Antes de tomar cualquier decisión, conviene ubicar la posición jurídica y económica que la ley le reconoce frente al deudor concursado.
El concordato del deudor no lo libera. El acreedor puede cobrarle a usted la deuda completa.
Si paga, puede reclamar al deudor principal, aunque el concurso limita la recuperación.
Suele coincidir con dueños o directivos del deudor: su rol es estratégico en el concurso.
La verificación es el acto procesal que incorpora su crédito al concurso. Sin ella, queda fuera del concordato y del reparto.
Título del crédito, comprobantes, contratos, facturas, recibos, garantías y cualquier instrumento que respalde el monto y la fecha. El síndico evalúa la documentación y aconseja al juez sobre admitir, observar o rechazar el crédito.
Una vez verificado el crédito, viene la decisión más importante: votar y participar de la negociación del concordato.
El activo de la empresa es la prenda común de los acreedores. En una quiebra, ese activo se realiza a valor de remate, no de uso ni de empresa en marcha. Esa diferencia la pagan, en parte, los acreedores.

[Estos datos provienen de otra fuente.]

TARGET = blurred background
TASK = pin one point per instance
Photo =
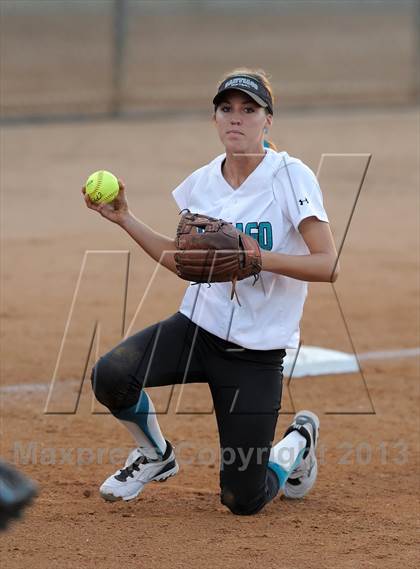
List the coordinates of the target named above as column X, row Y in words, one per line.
column 127, row 86
column 63, row 58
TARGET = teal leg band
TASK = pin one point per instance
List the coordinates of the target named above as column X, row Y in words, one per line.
column 138, row 414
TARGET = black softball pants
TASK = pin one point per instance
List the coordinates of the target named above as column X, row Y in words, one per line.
column 245, row 385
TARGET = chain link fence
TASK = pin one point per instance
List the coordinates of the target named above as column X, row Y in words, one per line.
column 90, row 58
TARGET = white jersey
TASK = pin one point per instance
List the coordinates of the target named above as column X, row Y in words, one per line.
column 269, row 205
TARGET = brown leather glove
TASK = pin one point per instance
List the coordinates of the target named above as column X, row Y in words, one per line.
column 213, row 250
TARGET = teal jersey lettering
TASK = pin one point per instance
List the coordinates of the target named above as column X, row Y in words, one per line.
column 262, row 232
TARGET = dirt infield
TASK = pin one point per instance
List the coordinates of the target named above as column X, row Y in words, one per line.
column 362, row 512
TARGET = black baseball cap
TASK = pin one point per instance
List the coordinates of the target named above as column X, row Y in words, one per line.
column 249, row 85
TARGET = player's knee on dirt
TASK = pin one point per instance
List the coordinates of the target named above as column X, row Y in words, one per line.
column 112, row 383
column 241, row 505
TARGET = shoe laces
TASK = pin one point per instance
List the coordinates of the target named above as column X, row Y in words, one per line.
column 128, row 471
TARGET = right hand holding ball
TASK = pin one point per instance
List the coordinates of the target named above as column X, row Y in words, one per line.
column 104, row 193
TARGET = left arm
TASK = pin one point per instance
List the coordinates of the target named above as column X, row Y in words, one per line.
column 320, row 265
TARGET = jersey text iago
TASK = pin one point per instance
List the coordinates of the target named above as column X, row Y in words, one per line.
column 262, row 232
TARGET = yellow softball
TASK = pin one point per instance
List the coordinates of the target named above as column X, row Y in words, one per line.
column 102, row 187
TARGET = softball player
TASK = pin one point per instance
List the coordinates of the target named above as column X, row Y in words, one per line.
column 236, row 346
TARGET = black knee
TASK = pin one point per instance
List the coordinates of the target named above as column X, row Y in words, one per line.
column 242, row 505
column 112, row 383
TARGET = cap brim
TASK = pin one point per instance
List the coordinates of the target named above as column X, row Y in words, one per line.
column 220, row 96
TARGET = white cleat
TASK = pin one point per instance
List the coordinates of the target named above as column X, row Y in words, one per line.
column 127, row 483
column 303, row 477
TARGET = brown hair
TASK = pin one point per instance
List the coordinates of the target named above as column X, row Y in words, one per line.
column 260, row 75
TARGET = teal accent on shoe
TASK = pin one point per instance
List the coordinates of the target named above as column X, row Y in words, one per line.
column 138, row 414
column 282, row 474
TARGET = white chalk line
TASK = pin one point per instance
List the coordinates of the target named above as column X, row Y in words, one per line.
column 375, row 355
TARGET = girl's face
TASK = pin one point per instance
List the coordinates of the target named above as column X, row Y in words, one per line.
column 240, row 123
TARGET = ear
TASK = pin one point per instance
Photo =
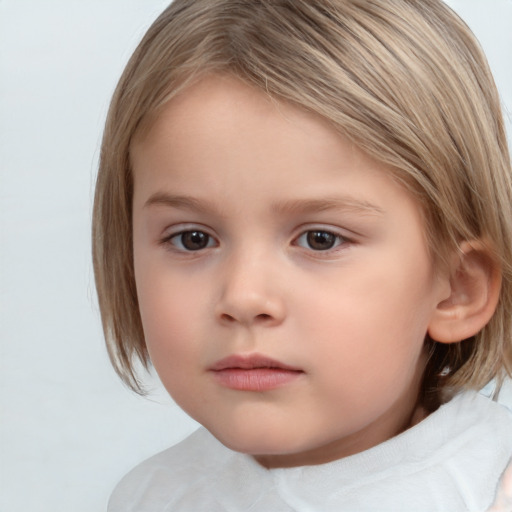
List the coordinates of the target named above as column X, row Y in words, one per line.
column 475, row 284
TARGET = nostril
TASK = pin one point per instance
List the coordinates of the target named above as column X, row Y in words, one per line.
column 227, row 318
column 263, row 317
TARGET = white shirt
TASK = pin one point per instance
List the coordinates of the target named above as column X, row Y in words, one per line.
column 451, row 461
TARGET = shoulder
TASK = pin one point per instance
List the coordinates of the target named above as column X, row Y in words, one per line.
column 166, row 476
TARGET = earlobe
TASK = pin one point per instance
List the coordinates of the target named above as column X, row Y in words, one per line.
column 475, row 283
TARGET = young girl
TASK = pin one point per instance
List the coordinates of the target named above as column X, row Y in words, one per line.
column 303, row 220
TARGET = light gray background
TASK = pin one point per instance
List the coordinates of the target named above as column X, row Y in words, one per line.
column 69, row 430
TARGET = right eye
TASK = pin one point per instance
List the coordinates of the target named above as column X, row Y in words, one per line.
column 192, row 240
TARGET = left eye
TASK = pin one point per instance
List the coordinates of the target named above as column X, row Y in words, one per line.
column 319, row 240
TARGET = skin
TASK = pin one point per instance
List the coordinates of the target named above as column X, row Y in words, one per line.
column 255, row 176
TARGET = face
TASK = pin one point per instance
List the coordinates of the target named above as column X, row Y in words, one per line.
column 284, row 281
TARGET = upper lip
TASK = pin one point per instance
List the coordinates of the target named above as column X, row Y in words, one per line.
column 250, row 362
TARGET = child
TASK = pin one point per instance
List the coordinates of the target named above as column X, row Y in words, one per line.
column 303, row 219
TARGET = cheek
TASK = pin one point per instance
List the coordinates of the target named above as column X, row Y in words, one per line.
column 372, row 327
column 171, row 317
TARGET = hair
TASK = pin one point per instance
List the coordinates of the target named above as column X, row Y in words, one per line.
column 405, row 80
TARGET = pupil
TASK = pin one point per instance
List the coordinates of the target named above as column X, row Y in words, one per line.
column 321, row 240
column 194, row 240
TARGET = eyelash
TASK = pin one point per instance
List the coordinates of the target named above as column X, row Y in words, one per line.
column 177, row 240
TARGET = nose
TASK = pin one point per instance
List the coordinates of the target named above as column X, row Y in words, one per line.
column 250, row 294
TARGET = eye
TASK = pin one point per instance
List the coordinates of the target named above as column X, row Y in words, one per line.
column 319, row 240
column 193, row 240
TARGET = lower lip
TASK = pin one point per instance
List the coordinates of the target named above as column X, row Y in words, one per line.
column 256, row 379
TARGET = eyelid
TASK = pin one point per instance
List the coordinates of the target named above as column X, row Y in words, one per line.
column 336, row 231
column 179, row 229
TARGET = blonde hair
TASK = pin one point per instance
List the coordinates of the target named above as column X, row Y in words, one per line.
column 404, row 79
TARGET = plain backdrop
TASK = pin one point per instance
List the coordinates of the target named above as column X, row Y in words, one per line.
column 69, row 429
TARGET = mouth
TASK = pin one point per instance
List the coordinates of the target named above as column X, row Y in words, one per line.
column 253, row 373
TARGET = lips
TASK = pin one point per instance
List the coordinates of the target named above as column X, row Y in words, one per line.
column 254, row 373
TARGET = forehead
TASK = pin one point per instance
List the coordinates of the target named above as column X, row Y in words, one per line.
column 221, row 138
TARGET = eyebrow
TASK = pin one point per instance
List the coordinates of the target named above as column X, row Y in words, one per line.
column 287, row 207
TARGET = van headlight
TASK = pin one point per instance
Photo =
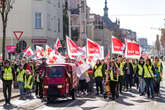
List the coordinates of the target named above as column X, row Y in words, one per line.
column 46, row 86
column 60, row 86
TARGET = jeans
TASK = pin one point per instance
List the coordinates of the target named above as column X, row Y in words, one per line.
column 113, row 85
column 99, row 84
column 142, row 85
column 121, row 80
column 150, row 86
column 21, row 88
column 7, row 88
column 128, row 81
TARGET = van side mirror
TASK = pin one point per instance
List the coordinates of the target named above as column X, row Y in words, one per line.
column 70, row 72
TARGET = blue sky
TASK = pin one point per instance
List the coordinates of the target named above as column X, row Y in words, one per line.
column 139, row 15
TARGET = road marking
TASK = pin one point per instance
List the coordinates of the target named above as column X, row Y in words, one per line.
column 65, row 107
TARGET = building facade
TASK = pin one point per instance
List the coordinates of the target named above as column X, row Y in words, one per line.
column 78, row 20
column 41, row 22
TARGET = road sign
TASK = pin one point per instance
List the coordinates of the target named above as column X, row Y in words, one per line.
column 11, row 48
column 18, row 34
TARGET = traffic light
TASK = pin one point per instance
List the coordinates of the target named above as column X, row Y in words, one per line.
column 18, row 49
column 20, row 46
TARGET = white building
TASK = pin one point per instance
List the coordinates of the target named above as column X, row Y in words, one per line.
column 40, row 20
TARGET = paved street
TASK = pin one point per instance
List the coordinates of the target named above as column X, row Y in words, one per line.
column 127, row 101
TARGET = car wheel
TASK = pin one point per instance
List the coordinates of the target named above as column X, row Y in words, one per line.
column 73, row 94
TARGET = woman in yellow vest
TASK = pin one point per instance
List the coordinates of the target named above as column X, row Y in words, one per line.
column 120, row 65
column 8, row 76
column 28, row 83
column 112, row 77
column 98, row 74
column 141, row 82
column 148, row 72
column 158, row 75
column 20, row 80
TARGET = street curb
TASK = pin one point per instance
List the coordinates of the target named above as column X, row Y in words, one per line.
column 2, row 100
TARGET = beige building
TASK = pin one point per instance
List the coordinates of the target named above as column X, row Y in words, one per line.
column 41, row 22
column 78, row 20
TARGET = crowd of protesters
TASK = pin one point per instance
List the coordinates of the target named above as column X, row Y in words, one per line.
column 113, row 76
column 122, row 74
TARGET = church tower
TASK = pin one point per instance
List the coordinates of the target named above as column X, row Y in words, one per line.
column 106, row 9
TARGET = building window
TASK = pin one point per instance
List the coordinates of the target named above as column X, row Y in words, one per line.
column 55, row 24
column 38, row 20
column 59, row 25
column 58, row 3
column 48, row 23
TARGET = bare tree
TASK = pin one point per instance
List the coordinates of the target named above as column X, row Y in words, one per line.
column 157, row 44
column 5, row 7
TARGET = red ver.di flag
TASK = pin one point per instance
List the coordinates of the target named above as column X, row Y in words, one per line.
column 93, row 48
column 132, row 50
column 117, row 46
column 73, row 48
column 28, row 52
column 57, row 45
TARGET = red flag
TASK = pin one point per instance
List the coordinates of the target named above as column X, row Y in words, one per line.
column 57, row 45
column 132, row 50
column 117, row 46
column 48, row 50
column 107, row 56
column 28, row 52
column 92, row 47
column 40, row 52
column 73, row 48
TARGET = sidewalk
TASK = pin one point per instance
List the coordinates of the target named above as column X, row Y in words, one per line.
column 15, row 92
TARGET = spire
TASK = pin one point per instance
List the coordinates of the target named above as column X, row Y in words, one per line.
column 106, row 9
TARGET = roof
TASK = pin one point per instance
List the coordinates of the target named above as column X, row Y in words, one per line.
column 108, row 23
column 64, row 64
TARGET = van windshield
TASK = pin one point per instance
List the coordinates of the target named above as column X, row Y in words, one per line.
column 57, row 71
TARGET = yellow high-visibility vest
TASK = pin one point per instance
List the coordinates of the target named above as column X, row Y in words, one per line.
column 20, row 76
column 148, row 73
column 140, row 71
column 8, row 75
column 98, row 72
column 27, row 82
column 111, row 75
column 121, row 68
column 159, row 66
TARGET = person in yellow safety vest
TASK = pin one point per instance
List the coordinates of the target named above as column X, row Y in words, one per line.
column 148, row 72
column 158, row 66
column 120, row 66
column 134, row 77
column 98, row 75
column 139, row 71
column 20, row 80
column 28, row 83
column 8, row 76
column 112, row 77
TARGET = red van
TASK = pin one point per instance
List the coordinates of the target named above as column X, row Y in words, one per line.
column 60, row 81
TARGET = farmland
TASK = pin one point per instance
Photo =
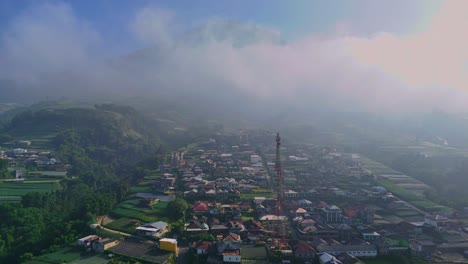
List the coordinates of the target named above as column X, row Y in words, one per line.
column 132, row 210
column 12, row 192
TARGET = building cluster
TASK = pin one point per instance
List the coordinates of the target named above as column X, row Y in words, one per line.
column 333, row 210
column 21, row 153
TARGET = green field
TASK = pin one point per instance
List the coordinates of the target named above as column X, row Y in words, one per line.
column 123, row 225
column 14, row 191
column 145, row 214
column 62, row 256
column 430, row 206
column 71, row 257
column 250, row 196
column 254, row 252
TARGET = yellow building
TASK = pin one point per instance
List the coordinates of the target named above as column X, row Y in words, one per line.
column 168, row 244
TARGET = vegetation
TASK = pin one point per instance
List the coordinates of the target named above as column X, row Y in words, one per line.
column 102, row 144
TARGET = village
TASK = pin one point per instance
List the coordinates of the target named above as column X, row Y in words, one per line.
column 328, row 208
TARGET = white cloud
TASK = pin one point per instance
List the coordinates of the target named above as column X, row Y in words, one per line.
column 233, row 61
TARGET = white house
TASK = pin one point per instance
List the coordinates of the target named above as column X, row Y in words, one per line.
column 437, row 221
column 255, row 159
column 232, row 256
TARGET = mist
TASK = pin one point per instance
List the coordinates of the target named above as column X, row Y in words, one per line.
column 47, row 51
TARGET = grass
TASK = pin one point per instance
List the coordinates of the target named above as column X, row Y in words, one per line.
column 254, row 252
column 92, row 259
column 123, row 225
column 62, row 256
column 107, row 234
column 250, row 196
column 128, row 209
column 403, row 213
column 122, row 212
column 20, row 189
column 10, row 199
column 429, row 206
column 137, row 189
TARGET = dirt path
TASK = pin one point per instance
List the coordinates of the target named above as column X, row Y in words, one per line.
column 104, row 220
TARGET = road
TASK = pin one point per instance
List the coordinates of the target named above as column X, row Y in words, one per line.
column 99, row 222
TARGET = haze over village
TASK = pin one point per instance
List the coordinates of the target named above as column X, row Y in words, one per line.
column 233, row 132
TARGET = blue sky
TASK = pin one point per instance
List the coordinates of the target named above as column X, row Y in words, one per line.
column 358, row 54
column 293, row 19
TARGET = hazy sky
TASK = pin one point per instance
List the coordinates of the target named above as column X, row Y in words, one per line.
column 345, row 55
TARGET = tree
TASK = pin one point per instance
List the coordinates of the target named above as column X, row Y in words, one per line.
column 177, row 208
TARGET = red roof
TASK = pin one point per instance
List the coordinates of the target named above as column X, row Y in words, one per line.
column 303, row 247
column 204, row 245
column 201, row 207
column 350, row 212
column 231, row 252
column 232, row 237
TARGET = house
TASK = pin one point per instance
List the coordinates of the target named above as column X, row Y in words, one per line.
column 231, row 256
column 87, row 240
column 326, row 258
column 300, row 212
column 231, row 241
column 254, row 230
column 201, row 207
column 422, row 248
column 370, row 236
column 168, row 244
column 331, row 214
column 359, row 250
column 104, row 244
column 152, row 229
column 202, row 247
column 439, row 222
column 196, row 226
column 304, row 250
column 245, row 206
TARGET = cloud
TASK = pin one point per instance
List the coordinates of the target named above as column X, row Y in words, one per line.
column 237, row 62
column 436, row 57
column 45, row 39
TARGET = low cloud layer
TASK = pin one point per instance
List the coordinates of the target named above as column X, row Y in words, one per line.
column 49, row 51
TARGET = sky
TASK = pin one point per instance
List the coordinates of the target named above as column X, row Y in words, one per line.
column 360, row 55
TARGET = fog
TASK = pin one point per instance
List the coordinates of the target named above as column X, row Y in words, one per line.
column 48, row 51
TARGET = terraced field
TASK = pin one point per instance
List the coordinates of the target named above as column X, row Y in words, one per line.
column 13, row 191
column 129, row 209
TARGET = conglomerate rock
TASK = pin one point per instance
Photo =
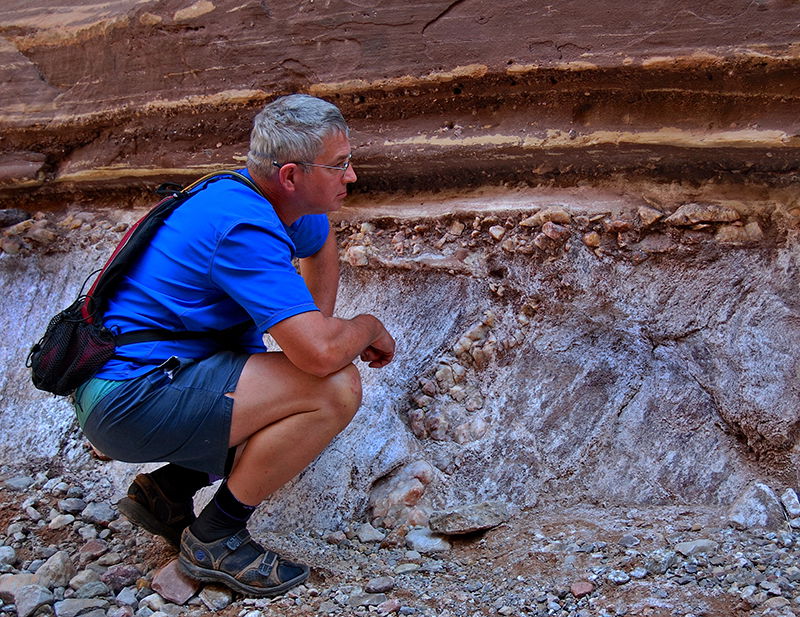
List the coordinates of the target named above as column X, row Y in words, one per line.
column 580, row 223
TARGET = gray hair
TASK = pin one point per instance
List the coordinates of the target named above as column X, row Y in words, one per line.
column 290, row 129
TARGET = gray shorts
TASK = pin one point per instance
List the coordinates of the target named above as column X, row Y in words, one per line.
column 179, row 416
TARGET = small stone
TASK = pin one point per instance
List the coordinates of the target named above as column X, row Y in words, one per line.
column 553, row 214
column 421, row 539
column 556, row 232
column 639, row 572
column 456, row 228
column 497, row 232
column 591, row 239
column 618, row 577
column 31, row 598
column 581, row 588
column 629, row 540
column 10, row 584
column 83, row 577
column 380, row 584
column 56, row 571
column 367, row 533
column 110, row 559
column 95, row 589
column 660, row 560
column 92, row 550
column 62, row 520
column 173, row 585
column 336, row 537
column 19, row 483
column 388, row 607
column 406, row 568
column 72, row 607
column 357, row 256
column 757, row 507
column 98, row 513
column 12, row 216
column 120, row 576
column 8, row 555
column 776, row 602
column 360, row 598
column 127, row 596
column 697, row 547
column 693, row 213
column 470, row 518
column 791, row 503
column 649, row 215
column 71, row 505
column 216, row 597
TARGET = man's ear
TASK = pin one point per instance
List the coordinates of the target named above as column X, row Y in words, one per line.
column 287, row 176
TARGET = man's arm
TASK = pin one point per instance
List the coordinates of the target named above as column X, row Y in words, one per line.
column 322, row 345
column 321, row 274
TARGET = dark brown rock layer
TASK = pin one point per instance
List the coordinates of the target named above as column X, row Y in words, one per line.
column 438, row 94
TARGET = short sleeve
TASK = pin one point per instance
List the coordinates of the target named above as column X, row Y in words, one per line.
column 309, row 233
column 253, row 265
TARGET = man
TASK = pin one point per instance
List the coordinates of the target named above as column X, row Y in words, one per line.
column 220, row 406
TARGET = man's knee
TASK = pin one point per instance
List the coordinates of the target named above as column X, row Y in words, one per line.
column 345, row 393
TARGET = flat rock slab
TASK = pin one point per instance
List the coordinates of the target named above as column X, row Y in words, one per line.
column 470, row 518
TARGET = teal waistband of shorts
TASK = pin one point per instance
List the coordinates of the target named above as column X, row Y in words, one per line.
column 89, row 394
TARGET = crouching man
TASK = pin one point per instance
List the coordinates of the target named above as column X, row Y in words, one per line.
column 222, row 406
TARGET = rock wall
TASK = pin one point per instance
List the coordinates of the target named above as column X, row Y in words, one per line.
column 581, row 224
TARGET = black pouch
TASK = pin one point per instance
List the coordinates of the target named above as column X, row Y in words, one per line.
column 71, row 351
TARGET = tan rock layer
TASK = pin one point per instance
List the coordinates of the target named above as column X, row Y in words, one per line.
column 127, row 94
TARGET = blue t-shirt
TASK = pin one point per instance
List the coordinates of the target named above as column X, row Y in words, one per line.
column 221, row 259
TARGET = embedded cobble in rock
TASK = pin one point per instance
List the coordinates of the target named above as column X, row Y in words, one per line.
column 537, row 563
column 470, row 518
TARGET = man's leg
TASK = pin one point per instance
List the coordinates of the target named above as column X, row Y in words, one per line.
column 282, row 419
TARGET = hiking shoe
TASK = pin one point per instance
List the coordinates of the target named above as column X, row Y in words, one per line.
column 147, row 506
column 240, row 563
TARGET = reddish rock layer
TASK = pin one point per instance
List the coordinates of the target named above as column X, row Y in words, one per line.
column 125, row 94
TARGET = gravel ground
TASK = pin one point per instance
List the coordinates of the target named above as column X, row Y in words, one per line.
column 581, row 561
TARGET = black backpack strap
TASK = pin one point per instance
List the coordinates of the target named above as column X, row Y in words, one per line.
column 159, row 334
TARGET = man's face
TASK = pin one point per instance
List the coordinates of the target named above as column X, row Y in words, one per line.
column 321, row 189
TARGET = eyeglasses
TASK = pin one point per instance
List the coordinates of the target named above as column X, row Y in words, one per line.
column 342, row 168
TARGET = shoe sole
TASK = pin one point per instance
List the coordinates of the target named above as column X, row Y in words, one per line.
column 139, row 515
column 215, row 576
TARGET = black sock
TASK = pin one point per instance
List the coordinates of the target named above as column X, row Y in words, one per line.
column 222, row 517
column 179, row 483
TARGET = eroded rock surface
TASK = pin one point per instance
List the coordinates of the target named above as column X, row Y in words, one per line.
column 581, row 224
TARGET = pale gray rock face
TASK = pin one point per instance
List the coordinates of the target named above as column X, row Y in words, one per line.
column 519, row 375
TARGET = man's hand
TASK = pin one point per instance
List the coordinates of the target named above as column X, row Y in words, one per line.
column 322, row 345
column 380, row 352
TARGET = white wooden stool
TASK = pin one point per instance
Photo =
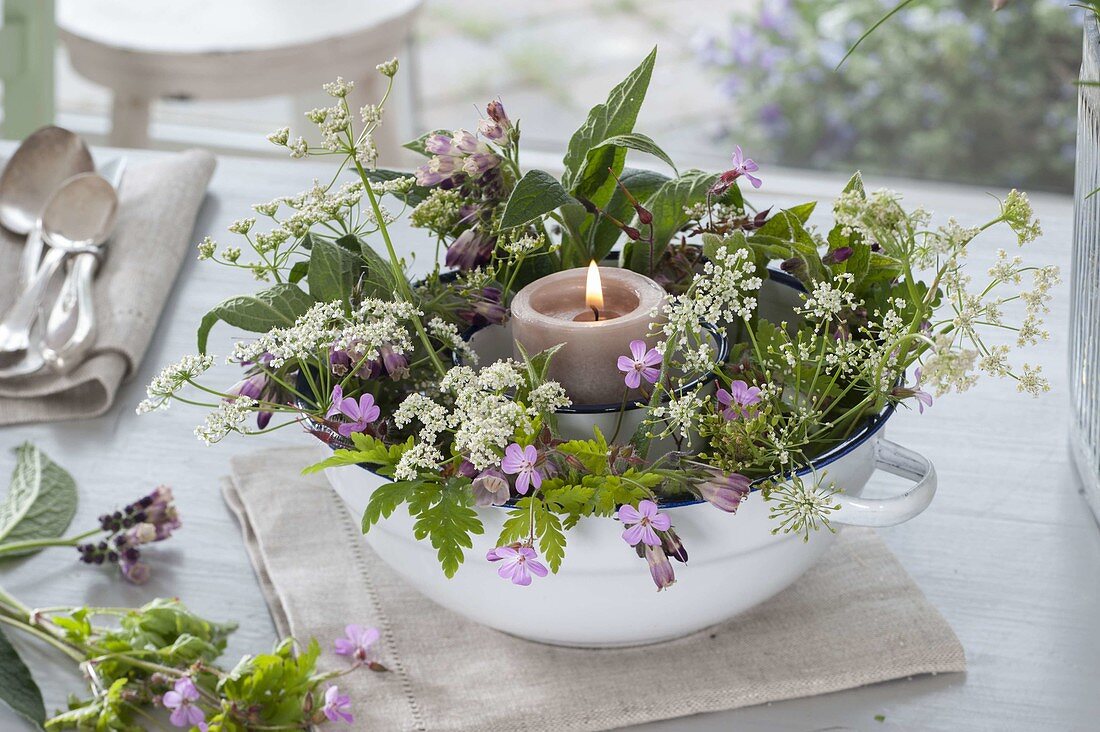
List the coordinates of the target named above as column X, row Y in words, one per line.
column 239, row 50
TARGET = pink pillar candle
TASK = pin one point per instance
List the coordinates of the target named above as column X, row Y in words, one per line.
column 557, row 309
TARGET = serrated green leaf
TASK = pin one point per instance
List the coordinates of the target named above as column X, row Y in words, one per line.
column 595, row 174
column 591, row 452
column 370, row 450
column 41, row 500
column 384, row 501
column 332, row 272
column 277, row 306
column 537, row 194
column 614, row 117
column 667, row 205
column 18, row 688
column 448, row 523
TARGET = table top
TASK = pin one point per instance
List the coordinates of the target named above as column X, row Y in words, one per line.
column 217, row 26
column 1008, row 552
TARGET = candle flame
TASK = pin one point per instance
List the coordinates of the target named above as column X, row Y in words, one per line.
column 594, row 290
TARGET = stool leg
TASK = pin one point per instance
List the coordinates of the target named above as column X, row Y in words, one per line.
column 129, row 121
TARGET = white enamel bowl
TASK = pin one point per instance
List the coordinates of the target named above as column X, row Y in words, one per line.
column 603, row 594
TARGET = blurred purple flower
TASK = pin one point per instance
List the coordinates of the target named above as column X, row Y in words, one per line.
column 470, row 250
column 517, row 564
column 725, row 490
column 736, row 401
column 660, row 568
column 337, row 706
column 180, row 700
column 640, row 523
column 521, row 462
column 491, row 488
column 356, row 643
column 640, row 364
column 361, row 413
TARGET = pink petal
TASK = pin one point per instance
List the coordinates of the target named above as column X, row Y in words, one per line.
column 634, row 534
column 649, row 536
column 628, row 514
column 633, row 379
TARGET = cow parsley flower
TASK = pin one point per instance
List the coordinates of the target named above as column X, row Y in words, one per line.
column 171, row 380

Maquinaria, inmuebles, stock e intangibles se realizan a una fracción de su valor real. La prenda común de los acreedores pierde sustancia.
Realización de activos, verificaciones, distribuciones. La liquidación bien tramitada toma años. Su crédito se deteriora mientras tanto.
Gastos del concurso, privilegios y créditos preferentes cobran antes. Los quirografarios, después, sobre un activo ya reducido.
El codeudor o fiador inteligente trabaja activamente para que el concordato se vote y se cumpla. Su patrimonio personal depende, en gran medida, del éxito del concurso del deudor principal.